MK Mansour Abbas (Ra'am), October 4, 2021. (credit: MARC ISRAEL SELLEM/THE JERUSALEM POST)MK Mansour Abbas (Ra'am), October 4, 2021. (credit: MARC ISRAEL SELLEM/THE JERUSALEM POST)

The unrest in the Jewish opposition manifests itself primarily in personal attacks on Abbas. He is mocked as being the acting prime minister of this government even though he is not a member of the government, and of having received NIS 30 billion (spread over five years) as a personal bribe, even though the sum is earmarked in the state budget for dealing with specific spheres and issues in the Arab sector (including unbearable internal violence), and cannot be used by Abbas as petty cash.
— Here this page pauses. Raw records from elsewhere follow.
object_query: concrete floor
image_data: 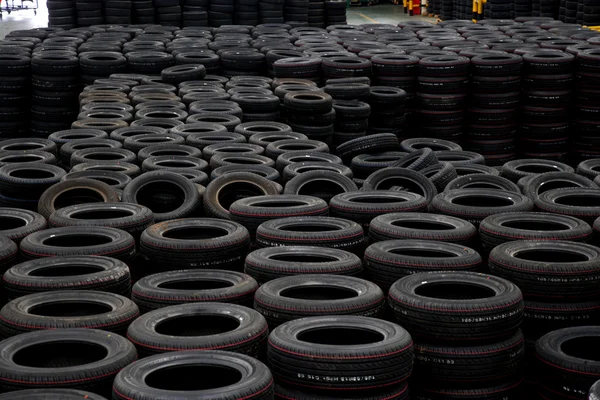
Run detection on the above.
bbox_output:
[0,0,433,38]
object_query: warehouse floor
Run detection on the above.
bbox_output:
[0,1,432,39]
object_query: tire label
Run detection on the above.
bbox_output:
[297,373,376,383]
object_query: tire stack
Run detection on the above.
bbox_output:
[235,0,259,24]
[581,0,600,25]
[488,241,600,399]
[484,0,513,19]
[453,0,470,19]
[325,0,346,25]
[332,100,370,145]
[367,86,407,138]
[283,91,334,145]
[534,0,559,17]
[76,0,103,26]
[564,0,578,22]
[47,0,77,29]
[466,53,522,166]
[520,51,574,163]
[104,0,132,25]
[30,47,80,138]
[308,0,325,27]
[209,0,234,26]
[0,53,31,140]
[153,0,182,27]
[440,0,453,20]
[133,0,156,24]
[389,271,525,400]
[573,49,600,164]
[417,55,469,146]
[283,0,308,24]
[512,0,532,19]
[259,0,284,23]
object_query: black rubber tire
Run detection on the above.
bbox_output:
[0,328,136,397]
[137,144,203,163]
[502,159,574,182]
[70,162,141,178]
[411,379,523,400]
[265,139,329,160]
[0,163,66,210]
[283,170,358,203]
[267,316,413,390]
[523,172,598,201]
[126,302,268,357]
[140,217,250,273]
[0,150,57,167]
[479,212,593,250]
[0,208,47,244]
[110,126,168,143]
[444,174,521,193]
[489,240,600,301]
[2,256,131,300]
[282,161,352,183]
[535,188,600,225]
[364,240,483,292]
[244,246,363,284]
[391,148,439,171]
[401,137,462,153]
[141,156,208,174]
[276,151,343,171]
[329,190,428,230]
[37,178,120,220]
[349,152,409,179]
[0,290,139,337]
[204,172,281,220]
[536,327,600,400]
[59,139,123,166]
[335,133,400,163]
[0,138,57,155]
[48,202,154,241]
[455,164,500,176]
[389,271,523,343]
[63,171,132,191]
[230,194,328,235]
[362,167,438,204]
[577,158,600,180]
[0,236,17,274]
[122,171,201,222]
[202,143,265,161]
[369,212,478,246]
[254,274,384,327]
[431,189,534,227]
[186,131,245,151]
[522,299,600,341]
[255,216,364,254]
[283,90,332,113]
[414,329,524,385]
[131,270,258,312]
[123,133,186,154]
[112,350,273,400]
[0,389,108,400]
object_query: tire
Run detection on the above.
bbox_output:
[265,139,329,160]
[268,316,413,390]
[364,240,482,292]
[37,178,120,220]
[419,162,458,192]
[140,218,250,273]
[434,150,486,165]
[48,202,154,241]
[0,150,57,167]
[112,350,273,400]
[535,188,600,225]
[388,271,523,342]
[362,168,438,204]
[479,212,593,249]
[254,274,384,327]
[2,256,131,300]
[502,159,574,182]
[123,133,186,153]
[523,172,598,201]
[284,91,332,113]
[0,328,136,397]
[235,121,293,140]
[577,158,600,180]
[413,330,525,385]
[0,163,66,210]
[20,226,135,262]
[70,161,141,178]
[137,145,203,163]
[412,379,523,400]
[0,236,17,274]
[335,133,401,163]
[186,131,245,151]
[329,190,428,230]
[0,290,139,337]
[230,194,328,236]
[489,240,600,301]
[141,156,208,174]
[431,189,534,227]
[244,246,362,283]
[391,148,439,171]
[401,137,462,153]
[131,270,258,313]
[282,161,352,183]
[350,152,409,179]
[63,171,131,191]
[0,138,57,154]
[122,171,201,222]
[255,216,364,254]
[523,300,600,341]
[126,302,268,357]
[536,327,600,400]
[276,151,343,171]
[274,383,409,400]
[59,139,123,166]
[444,174,521,193]
[0,389,108,400]
[0,208,47,244]
[455,164,500,176]
[283,170,358,203]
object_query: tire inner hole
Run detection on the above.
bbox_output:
[13,341,108,368]
[42,234,113,247]
[269,253,339,263]
[514,164,560,173]
[390,248,458,258]
[163,226,228,240]
[452,195,513,207]
[137,181,185,213]
[514,249,589,263]
[280,285,359,300]
[155,314,241,336]
[560,336,600,361]
[390,220,456,230]
[145,364,242,391]
[415,282,496,300]
[54,188,106,210]
[0,216,27,230]
[70,209,133,220]
[554,194,600,207]
[297,327,384,345]
[158,279,233,290]
[377,177,424,196]
[501,220,569,231]
[29,300,113,317]
[219,181,266,209]
[30,265,105,277]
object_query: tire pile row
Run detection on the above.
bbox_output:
[46,0,346,28]
[2,19,600,400]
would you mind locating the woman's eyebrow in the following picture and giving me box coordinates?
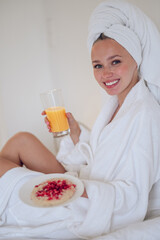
[107,55,122,60]
[92,55,122,63]
[92,60,100,63]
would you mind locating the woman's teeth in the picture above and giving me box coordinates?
[105,80,119,86]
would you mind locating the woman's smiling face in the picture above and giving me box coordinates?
[91,38,139,105]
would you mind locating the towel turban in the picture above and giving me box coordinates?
[88,0,160,104]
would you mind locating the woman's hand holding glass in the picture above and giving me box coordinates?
[41,111,81,145]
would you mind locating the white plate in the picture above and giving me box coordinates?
[19,173,84,208]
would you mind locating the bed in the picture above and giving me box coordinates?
[1,178,160,240]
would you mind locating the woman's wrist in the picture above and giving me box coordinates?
[70,128,81,145]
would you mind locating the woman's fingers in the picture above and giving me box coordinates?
[44,116,49,125]
[41,110,46,116]
[45,117,51,132]
[66,112,77,131]
[41,111,51,132]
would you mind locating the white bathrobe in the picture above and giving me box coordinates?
[1,79,160,239]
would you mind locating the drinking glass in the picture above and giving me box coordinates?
[40,89,70,137]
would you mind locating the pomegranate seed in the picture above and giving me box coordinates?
[35,179,76,200]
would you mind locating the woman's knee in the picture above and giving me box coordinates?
[12,131,37,144]
[1,132,38,153]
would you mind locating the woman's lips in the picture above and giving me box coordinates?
[103,79,120,88]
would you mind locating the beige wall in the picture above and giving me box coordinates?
[0,0,160,152]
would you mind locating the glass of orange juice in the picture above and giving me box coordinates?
[40,89,70,137]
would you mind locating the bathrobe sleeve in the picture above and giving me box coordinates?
[56,123,91,173]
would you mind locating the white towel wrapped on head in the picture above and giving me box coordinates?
[88,0,160,104]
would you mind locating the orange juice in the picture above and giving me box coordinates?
[45,106,69,133]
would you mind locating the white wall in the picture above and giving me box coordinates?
[0,0,160,152]
[0,0,55,152]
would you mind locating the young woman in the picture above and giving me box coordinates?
[1,0,160,239]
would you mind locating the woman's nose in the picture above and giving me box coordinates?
[102,67,113,78]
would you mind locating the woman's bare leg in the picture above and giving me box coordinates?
[0,157,19,177]
[0,132,65,177]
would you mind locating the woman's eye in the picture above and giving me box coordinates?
[112,60,121,65]
[93,64,103,69]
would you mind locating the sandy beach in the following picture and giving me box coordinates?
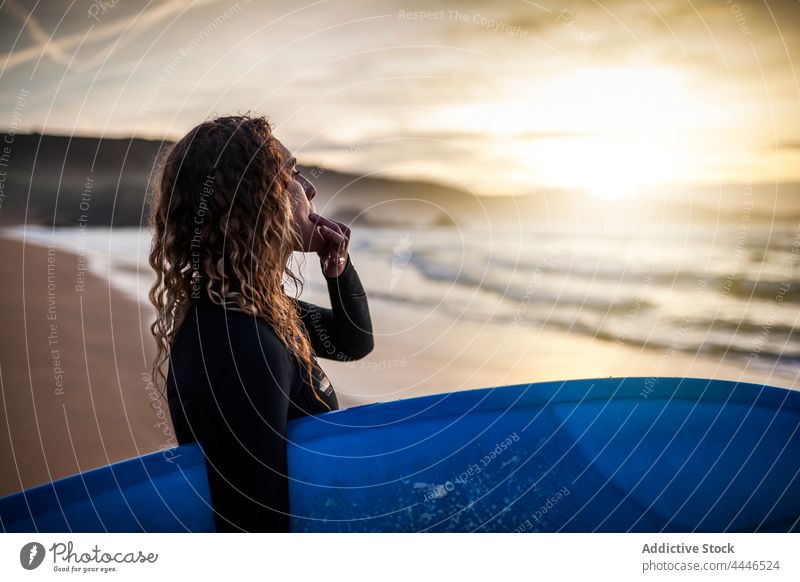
[0,237,167,497]
[0,236,796,498]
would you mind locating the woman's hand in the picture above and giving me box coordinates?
[309,212,351,278]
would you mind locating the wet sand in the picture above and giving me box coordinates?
[0,237,170,497]
[321,293,799,407]
[1,236,796,498]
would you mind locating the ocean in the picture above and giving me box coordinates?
[6,221,799,381]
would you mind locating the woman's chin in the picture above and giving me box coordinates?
[300,236,323,255]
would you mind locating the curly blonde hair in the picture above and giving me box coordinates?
[148,112,330,411]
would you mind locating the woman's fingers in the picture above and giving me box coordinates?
[311,213,350,255]
[310,213,350,275]
[335,220,351,242]
[309,212,333,229]
[310,212,349,242]
[318,225,348,275]
[319,224,346,248]
[322,215,349,239]
[321,225,348,265]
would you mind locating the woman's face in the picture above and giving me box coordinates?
[273,139,323,253]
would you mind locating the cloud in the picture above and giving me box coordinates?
[4,0,72,68]
[0,0,218,73]
[0,0,798,185]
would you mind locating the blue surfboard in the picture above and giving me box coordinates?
[2,377,799,532]
[0,441,214,532]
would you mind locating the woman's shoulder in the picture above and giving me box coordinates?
[168,295,299,403]
[182,294,287,352]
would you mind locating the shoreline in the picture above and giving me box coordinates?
[1,236,796,498]
[322,292,799,407]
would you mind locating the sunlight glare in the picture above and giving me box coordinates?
[496,66,704,198]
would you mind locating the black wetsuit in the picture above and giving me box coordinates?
[166,254,373,532]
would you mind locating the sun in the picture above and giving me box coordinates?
[517,133,680,200]
[589,183,634,201]
[575,135,679,201]
[491,66,704,199]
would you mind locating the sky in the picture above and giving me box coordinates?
[1,0,799,198]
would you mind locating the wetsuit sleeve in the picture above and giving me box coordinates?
[293,253,374,361]
[200,314,293,533]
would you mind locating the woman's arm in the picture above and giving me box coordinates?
[293,253,374,361]
[194,311,295,533]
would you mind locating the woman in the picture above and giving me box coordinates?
[148,113,374,532]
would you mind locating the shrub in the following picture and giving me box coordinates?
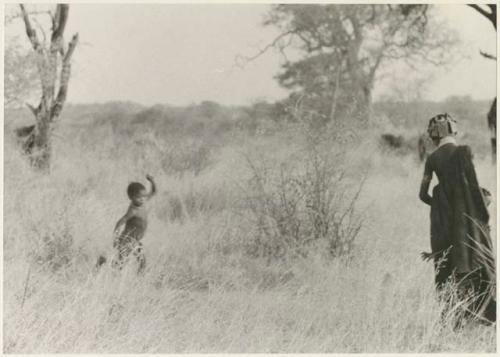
[22,192,77,271]
[160,139,213,177]
[157,185,229,223]
[240,140,364,260]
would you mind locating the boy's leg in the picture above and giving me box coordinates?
[111,249,123,270]
[113,242,132,270]
[138,254,146,274]
[96,255,107,268]
[134,242,146,274]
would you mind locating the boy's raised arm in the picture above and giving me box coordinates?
[146,174,156,198]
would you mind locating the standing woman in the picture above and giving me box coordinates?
[419,113,495,323]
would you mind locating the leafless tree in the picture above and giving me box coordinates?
[468,4,496,60]
[467,4,496,163]
[18,4,79,171]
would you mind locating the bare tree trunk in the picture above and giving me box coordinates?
[19,4,78,172]
[487,97,496,164]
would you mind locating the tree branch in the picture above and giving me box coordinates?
[6,9,51,25]
[51,6,60,31]
[26,102,39,116]
[20,4,53,95]
[15,125,35,138]
[480,50,497,60]
[235,30,293,68]
[51,4,69,42]
[63,33,78,62]
[467,4,490,18]
[468,4,496,30]
[33,17,47,46]
[19,4,41,51]
[368,51,385,82]
[51,33,78,119]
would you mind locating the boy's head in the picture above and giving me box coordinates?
[127,182,147,206]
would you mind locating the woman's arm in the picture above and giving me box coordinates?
[419,159,433,205]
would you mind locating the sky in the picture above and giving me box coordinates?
[5,4,498,106]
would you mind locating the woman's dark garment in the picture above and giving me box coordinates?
[420,143,495,322]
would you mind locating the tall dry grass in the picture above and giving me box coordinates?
[3,115,496,353]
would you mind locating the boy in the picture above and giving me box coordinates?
[113,174,156,273]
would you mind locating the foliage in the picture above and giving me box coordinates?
[262,4,459,122]
[4,38,39,108]
[241,138,364,259]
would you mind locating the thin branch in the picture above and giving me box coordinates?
[51,4,69,42]
[5,97,18,106]
[20,264,32,309]
[6,9,51,25]
[368,51,385,82]
[59,38,67,57]
[51,33,79,119]
[468,4,496,30]
[19,4,41,50]
[277,33,294,62]
[26,102,38,116]
[467,4,491,19]
[32,17,47,46]
[235,30,293,68]
[480,50,497,61]
[51,5,61,31]
[63,33,78,62]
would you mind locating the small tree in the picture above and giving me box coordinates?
[18,4,79,171]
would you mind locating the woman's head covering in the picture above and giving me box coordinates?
[427,113,458,139]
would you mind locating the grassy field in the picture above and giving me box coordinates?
[3,102,496,353]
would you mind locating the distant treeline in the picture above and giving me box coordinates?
[6,96,492,138]
[372,96,492,130]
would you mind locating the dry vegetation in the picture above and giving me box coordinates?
[3,100,496,353]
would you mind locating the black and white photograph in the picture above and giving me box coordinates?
[3,2,498,353]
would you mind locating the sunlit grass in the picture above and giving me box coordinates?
[3,120,496,353]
The habit of the Jewish opposition to refer to the Arab MKs at large as a fifth column, who are more concerned with Palestinian political ambitions, and with supporting Palestinian terror than with the daily problems of the Arab population inside Israel, is a further manifestation of the fact a large part of the Jewish population of Israel finds it difficult to accept the new reality of an Arab party being a member of the coalition, and the consequences of this new reality.

Whether the new reality will continue to develop, or whether a return of a right-wing religious government will reverse the trend – only the future will tell.

The writer was a researcher in the Knesset Research and Information Center until her retirement, and recently published a book in Hebrew ‘The Job of the Knesset Member – An Undefined Job,’ soon to be published in English by Routledge.